I started thinking about a change myself. Weeks earlier, Robert Tobin, the executive director of Hospitality House, a homeless services agency in the Tenderloin, had asked me to apply to be director of the Tenderloin Self-Help Center, a program he had developed to help the homeless mentally ill. I had declined the offer because I had only recently become shelter director.
The people who came to the Ozanam Center rarely ventured north of Market into the Tenderloin, a gritty downtown neighborhood wedged between tourist-friendly Union Square and City Hall. Dope fiends called the Tenderloin home. Alcoholics stayed south of Market, close to Sixth Street. I knew I wouldn’t see Bill in the Tenderloin.
When I called Tobin and told him I’d take the job, he didn’t ask why I’d changed my mind. I gave my notice and encouraged Randy to apply for shelter director.

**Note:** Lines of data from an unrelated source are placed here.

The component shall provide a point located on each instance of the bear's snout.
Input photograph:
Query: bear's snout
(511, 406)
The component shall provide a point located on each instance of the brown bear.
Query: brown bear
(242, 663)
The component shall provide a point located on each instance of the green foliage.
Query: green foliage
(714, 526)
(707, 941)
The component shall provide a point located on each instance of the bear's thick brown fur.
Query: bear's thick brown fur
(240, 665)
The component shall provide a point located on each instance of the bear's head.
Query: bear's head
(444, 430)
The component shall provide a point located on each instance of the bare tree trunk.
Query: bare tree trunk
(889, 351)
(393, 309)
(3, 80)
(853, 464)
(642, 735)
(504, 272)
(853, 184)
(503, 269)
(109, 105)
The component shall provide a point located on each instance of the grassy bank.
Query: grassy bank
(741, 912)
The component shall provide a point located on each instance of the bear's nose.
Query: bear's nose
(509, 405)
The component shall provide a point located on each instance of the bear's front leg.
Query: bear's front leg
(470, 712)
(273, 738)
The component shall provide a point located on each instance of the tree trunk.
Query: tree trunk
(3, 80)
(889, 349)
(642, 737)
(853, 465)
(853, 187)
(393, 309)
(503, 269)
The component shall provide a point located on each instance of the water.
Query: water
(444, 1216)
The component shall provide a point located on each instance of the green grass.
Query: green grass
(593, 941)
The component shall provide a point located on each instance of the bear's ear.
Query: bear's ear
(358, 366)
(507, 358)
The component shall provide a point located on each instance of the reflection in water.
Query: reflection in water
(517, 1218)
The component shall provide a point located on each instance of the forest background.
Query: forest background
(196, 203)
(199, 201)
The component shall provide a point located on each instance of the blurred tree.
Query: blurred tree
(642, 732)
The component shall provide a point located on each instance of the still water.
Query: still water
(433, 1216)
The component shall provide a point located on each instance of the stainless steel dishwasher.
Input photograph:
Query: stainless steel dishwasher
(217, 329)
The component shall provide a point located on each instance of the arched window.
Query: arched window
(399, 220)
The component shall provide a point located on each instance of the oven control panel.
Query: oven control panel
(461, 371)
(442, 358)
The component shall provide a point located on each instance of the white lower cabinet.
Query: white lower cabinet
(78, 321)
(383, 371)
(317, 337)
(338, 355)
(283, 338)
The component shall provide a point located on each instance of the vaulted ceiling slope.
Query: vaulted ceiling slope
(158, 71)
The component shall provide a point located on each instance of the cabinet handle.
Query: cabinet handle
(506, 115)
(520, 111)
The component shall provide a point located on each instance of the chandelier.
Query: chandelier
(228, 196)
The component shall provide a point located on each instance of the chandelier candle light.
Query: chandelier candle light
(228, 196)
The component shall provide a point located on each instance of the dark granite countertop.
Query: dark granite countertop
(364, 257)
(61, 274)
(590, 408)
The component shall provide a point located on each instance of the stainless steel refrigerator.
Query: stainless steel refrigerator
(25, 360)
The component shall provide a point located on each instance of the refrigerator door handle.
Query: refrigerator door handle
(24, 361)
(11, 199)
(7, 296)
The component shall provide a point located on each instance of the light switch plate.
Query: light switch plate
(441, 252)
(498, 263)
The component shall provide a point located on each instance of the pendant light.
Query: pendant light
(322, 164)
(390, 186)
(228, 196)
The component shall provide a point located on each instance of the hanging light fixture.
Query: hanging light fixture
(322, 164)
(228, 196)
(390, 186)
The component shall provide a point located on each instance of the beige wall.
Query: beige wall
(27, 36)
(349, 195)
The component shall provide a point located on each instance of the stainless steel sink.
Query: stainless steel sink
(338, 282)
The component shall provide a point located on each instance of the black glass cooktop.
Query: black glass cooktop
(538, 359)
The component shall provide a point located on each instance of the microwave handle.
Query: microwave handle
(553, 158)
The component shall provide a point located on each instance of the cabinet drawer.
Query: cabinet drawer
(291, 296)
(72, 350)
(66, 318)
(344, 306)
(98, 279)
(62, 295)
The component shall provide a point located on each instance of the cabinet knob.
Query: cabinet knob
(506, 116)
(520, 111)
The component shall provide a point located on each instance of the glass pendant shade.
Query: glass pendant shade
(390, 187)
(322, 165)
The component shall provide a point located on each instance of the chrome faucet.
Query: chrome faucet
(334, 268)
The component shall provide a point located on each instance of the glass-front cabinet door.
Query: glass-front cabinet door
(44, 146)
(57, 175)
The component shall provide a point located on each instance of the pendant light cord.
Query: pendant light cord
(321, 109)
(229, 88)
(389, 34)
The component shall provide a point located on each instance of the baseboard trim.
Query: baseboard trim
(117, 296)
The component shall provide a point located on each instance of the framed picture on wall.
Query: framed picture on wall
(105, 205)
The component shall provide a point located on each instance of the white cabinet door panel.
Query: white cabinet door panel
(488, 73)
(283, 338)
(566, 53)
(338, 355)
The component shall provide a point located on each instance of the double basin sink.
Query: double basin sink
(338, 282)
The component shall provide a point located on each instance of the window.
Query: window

He considered the responsibility and the stress that would come with it and where that stress might lead. Still, he applied and was hired.
“I’m ready for this,” he told me.
Six months after Randy became shelter director, his ex-wife came down with what she thought was stomach flu. Susan couldn’t keep food down and experienced painful spasms. Her doctor performed an upper endoscopy and made a diagnosis: stomach cancer.
He told me later how that weekend he and Susan sat on the couch in the living room of her house. Randy absorbing the news. Evening. The curtains closed, Susan crying. Two lamps on the end table, dim yellow light. The TV turned off. The distant drone of an airplane, cars passing by on the street. The odd creaks and groans of the house and the low hum of cicadas.